WHO Calls For Adult Ratings On Movies That Feature Smoking

smoking-cigarettes
While smoking rates continue to drop across the country, it is probably fair to say that more often than not the first mind altering substance that people try are cigarettes. Smoking continues to be one of the leading causes of preventable disease in developed nations, yet people continue to smoke regardless of the potential consequences. In the United States, there are a number of restrictions on tobacco advertising in an attempt to limit young people’s exposure to products that contain nicotine. However, there are still a number of areas where we could do better with regard to education, prevention and potential media exposure which casts the addictive products in a glamorous light.

The World Health Organization (WHO) is calling on the Motion Picture Association of America (MPAA) to give adult ratings to movies that feature smoking, CNBC reports. The WHO report “Smoke-Free Movies: From Evidence to Action,” points out that 44 percent of all Hollywood films in 2014 showed smoking, and 36 percent of films that featured smoking were rated for people under the age of 18.

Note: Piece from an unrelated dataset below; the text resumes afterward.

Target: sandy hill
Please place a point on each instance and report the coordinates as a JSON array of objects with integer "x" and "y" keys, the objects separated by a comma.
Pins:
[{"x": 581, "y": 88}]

"Because smoking on screen is uniquely vivid and because young people see so many films so often, its effect in promoting smoking initiation is striking," the report said. "The most vulnerable age group, adolescents, should not continue to be exposed to the most powerful promotional channel for smoking imagery available in today's globalized economy." 

WHO would also like anti-smoking ads to be aired before any film that features smoking, according to the article. On top of that, the United Nations (UN) agency believes that films should no longer exhibit actual tobacco brands. Studies indicate that in the U.S., exposure to tobacco in films accounts for 37 percent of all new teenage smokers.

“With even tighter restrictions on tobacco advertising, film remains one of the last channels exposing millions of adolescents to smoking imagery without restrictions,” said Dr. Douglas Bettcher, the Director of WHO’s Department of Prevention of Noncommunicable Diseases, in a news release.